Excellente question!
Au départ, il y a 9 ans maintenant, je suis devenu végétarien pour préserver la planète. Je n'avais pas pris en compte ma santé dans mon changement alimentaire. Mon choix vers le vegetalisme lui a été motivé principalement par la souffrance animale que je pouvais ainsi éviter par mes choix de consommation.
Le crudivorisme s'inscrit aussi dans cette démarche écologique et de refus du spécisme, la santé en plus!
Il n'y aurait pas de sens à comparer l'impacte écologique des mangeurs de produits animaux ( ovo-lacto vegetarien inclus) avec celui des crudivores, puisque la consommation de produits animaux est terriblement néfaste à l'environnement, je ne vais pas développer ici.
Pour les personnes qui habitent à plus de 1500 kms de part et d'autres de l'équateur, l'impacte écologique du crudivorisme se situe au niveau des transports. On ne peut pas le nier. La seule solution c'est de démenager, au Costa Rica par ex...
7 mois par an, nous consommons une grande quantité de fruits exotiques: bananes (environ 20kg par mois pour une famille de 3), des litchis, des oranges (des dizaines de kilos par mois), des noix de cajou...cela surtout en hiver.
Mais de juin a octobre c'est l'inverse: je n'achete que du local sauf pour les bananes qui sont la base de nbreux smoothies, quelques noix de cajou, du chocolat et de la maca.
Il faut alors:
-- consommer local au maximum: en France de mai à octobre c'est plutot facile, si possible en cultivant son propre potager, en passant par une AMAP ou en achetant directement chez le producteur.
-- acheter local en grande quantité puis congeler et déshydrater pour les longs mois d'hiver.

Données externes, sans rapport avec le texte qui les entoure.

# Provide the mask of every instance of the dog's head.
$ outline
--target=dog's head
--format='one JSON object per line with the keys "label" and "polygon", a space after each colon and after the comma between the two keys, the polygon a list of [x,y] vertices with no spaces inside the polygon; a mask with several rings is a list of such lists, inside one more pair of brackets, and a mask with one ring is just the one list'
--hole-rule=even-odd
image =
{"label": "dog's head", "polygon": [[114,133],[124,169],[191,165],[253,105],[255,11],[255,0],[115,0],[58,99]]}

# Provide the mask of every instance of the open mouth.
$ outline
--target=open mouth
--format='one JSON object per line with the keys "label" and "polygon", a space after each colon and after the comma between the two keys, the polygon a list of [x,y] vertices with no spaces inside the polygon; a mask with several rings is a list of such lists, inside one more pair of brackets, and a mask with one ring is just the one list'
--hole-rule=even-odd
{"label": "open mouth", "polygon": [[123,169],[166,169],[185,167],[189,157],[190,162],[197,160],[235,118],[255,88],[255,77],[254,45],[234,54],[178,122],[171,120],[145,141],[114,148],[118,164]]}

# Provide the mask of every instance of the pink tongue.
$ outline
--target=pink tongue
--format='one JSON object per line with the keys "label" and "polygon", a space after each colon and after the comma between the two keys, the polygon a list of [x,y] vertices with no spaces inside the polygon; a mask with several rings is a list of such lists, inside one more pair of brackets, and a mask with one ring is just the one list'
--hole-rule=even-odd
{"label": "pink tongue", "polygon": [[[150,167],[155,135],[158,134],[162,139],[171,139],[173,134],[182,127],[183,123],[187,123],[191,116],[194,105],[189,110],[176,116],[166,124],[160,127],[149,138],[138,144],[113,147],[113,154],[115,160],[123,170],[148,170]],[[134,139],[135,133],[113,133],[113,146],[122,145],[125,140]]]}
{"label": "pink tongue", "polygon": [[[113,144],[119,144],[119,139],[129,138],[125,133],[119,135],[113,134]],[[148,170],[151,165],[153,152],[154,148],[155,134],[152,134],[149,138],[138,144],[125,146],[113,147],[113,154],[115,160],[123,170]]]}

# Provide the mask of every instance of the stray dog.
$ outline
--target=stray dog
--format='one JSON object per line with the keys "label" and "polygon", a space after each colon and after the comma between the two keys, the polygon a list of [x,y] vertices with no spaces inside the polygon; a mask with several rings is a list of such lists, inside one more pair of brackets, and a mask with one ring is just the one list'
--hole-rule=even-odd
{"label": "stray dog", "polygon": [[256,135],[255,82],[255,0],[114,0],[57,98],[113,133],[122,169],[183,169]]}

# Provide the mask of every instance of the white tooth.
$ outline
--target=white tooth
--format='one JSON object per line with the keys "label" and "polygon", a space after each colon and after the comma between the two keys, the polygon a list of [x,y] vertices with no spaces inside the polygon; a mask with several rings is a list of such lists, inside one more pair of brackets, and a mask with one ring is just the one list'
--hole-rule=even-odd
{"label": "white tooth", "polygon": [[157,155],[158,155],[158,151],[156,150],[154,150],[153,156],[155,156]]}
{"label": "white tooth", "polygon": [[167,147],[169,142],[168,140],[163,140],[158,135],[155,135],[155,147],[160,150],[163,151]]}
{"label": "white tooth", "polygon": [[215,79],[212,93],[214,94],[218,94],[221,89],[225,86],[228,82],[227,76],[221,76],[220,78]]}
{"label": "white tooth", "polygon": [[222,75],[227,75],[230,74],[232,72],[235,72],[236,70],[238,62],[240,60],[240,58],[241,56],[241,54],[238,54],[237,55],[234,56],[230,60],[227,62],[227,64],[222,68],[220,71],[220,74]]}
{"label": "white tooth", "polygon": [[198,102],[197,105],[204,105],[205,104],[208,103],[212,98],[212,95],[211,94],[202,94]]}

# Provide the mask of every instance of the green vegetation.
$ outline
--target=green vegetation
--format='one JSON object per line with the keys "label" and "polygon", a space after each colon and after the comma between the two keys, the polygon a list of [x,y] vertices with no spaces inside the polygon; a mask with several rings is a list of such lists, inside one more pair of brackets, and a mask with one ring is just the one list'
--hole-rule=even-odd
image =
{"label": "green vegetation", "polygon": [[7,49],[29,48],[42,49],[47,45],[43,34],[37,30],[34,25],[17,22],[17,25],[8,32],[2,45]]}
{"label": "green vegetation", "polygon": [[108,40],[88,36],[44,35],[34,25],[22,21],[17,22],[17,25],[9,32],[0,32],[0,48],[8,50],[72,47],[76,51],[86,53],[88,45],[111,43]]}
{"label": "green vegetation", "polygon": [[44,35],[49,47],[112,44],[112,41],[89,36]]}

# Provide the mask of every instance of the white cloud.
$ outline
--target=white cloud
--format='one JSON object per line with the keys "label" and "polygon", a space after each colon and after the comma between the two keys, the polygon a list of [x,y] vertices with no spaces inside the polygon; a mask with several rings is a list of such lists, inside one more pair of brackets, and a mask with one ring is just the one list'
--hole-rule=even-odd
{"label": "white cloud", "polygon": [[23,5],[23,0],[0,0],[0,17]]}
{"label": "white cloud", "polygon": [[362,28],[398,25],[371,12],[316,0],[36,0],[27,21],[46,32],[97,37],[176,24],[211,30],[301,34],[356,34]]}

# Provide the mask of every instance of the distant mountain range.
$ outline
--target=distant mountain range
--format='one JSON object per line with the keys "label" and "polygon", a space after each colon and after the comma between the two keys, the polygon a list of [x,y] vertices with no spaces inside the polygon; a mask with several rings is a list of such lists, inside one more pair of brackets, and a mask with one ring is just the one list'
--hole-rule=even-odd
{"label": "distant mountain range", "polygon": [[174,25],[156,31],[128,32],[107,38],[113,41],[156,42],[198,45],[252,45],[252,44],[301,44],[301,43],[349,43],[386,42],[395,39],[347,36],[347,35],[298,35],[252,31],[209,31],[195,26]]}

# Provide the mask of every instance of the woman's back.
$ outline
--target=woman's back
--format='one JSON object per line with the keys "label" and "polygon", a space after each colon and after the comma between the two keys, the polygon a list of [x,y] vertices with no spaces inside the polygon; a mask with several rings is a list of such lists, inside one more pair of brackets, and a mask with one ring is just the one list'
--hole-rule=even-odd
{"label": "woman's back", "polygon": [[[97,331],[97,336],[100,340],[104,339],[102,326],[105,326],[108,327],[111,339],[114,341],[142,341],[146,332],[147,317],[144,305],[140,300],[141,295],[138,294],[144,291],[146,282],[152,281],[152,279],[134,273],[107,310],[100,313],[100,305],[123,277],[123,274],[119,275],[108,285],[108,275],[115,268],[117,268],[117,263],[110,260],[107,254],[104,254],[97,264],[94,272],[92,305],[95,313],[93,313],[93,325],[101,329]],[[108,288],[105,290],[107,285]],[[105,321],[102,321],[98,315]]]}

-- consommer des plantes sauvages. Consulter notamment les ouvrages de l'ethnobotaniste François Couplan. Nous mangeons bp d'orties, d'epinards sauvages....c'est gratuit et local et tout le monde les traite en mauvaises herbes. Par exemple, nous faisons du désherbage dans une ferme bio locale et repartons avec des kilos de plantes comestibles dont personne ne veut!
Sinon, je pense que cela s'inscrit dans une demarche globale. Si seuls les fruits et les legumes etaient transportés par bateau ou avion....bien sur on ne change pas le monde avec des "si" alors nous essayons de vivre en ayant le moins d'impacte sur la planète et ses ressources: par exemple achat de vetements et meubles de seconde main (a Emmaus par exemple). On peut aussi planter des arbres et donner à des associations qui le font pour nous comme la fruit tree fundation du crudivore David Wolfe:
http://www.ftpf.org/Mais le Le crudivorisme a aussi de nombreux avantages environnementaux:
-- nécessite peu d'emballage ou alors en verre recyclable à 100% à l'infini (Tamari, huile pressée à froid etc) ==> donc peu de déchets (moins de transport des dechets vers incinérateur besoin de moins de camions de poubelles et d'incinerateur tres pollueurs), et on produit des montagnes de compost gratuit pour ceux qui jardinent.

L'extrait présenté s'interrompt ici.